その日の宿泊客は私と笹井の二人だけのようだった。
小さな食堂で二人で食事をしていると、年老いた女将が声をかけてきた。
「こんな辺鄙な所にわざわざおいで頂きありがとうございます」女将は深々と頭を下げた。「この通りお客さんも殆どきませんで、正直、店を畳もうかと考えているんです」
「食事も美味しいですし、勿体ないですよ」
私の言葉に嘘はなかった。男の貧乏一人暮らしでは、ここまで美味い料理をいただける機会は殆どない。

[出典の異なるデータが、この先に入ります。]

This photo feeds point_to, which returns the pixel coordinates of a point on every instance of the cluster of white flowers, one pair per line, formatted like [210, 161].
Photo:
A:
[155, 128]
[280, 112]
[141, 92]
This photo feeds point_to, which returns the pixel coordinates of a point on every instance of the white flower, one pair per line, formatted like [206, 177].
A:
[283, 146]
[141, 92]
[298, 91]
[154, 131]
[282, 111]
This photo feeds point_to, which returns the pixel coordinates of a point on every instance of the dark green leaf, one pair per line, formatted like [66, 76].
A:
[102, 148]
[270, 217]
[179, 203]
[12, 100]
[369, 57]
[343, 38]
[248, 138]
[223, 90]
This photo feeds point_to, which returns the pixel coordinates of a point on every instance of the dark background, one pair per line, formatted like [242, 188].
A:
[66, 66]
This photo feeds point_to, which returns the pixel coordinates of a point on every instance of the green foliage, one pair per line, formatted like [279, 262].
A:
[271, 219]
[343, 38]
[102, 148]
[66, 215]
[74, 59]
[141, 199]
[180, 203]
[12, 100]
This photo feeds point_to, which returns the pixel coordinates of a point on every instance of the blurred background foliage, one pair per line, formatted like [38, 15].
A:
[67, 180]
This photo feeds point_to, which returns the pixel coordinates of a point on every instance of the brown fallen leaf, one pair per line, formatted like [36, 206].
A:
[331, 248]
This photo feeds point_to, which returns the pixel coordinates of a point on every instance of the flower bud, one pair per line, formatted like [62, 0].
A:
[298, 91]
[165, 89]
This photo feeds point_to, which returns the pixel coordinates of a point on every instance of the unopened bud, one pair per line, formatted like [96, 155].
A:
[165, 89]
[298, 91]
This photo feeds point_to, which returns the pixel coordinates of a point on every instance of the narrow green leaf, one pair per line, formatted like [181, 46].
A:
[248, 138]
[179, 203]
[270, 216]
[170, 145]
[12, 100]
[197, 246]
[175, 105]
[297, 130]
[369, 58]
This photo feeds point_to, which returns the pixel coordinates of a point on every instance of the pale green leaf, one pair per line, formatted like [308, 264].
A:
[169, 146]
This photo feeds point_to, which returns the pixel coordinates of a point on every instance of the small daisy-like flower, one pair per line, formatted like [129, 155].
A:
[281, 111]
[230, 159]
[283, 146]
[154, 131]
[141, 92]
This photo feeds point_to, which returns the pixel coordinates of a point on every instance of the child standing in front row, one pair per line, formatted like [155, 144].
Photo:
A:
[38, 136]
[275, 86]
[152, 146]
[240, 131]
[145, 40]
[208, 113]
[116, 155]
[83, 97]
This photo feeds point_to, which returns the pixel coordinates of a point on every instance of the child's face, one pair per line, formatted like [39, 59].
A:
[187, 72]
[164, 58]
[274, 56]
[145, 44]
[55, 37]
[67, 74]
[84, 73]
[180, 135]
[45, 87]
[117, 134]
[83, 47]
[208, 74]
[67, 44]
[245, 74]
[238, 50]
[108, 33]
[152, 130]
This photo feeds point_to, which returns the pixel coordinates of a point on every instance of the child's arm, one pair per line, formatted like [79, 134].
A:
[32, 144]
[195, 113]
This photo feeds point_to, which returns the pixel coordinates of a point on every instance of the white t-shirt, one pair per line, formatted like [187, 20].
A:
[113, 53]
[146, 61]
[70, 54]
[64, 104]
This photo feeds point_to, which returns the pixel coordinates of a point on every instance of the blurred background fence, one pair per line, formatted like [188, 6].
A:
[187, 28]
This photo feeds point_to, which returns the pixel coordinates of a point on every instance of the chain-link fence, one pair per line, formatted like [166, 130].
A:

「ありがたいお言葉です。しかし、建物も古くなってしまいましたし、私自身も昔ほど体力が続かなくなりましてねえ」
「誰か店を継ぐ人はいらっしゃらないのですか?」
「夫はもう随分前に他界しましたし、息子夫婦も交通事故で……」
「それは……。失礼いたしました」
「いえいえ、それも十年ほど前のことですからお気になさらず。ところで、観光地も何もないところへどのようなご用事で?」
「二人とも神社仏閣に興味がありまして」女将の問いに笹井が答えた。「この近くに不思議な鳥居があるらしいと聞いて、見に来たんです」
「虫山神社のことでしょうか。確かに少し変わっているかもしれません。でもあそこは……」と言いかけて、女将の顔が曇った。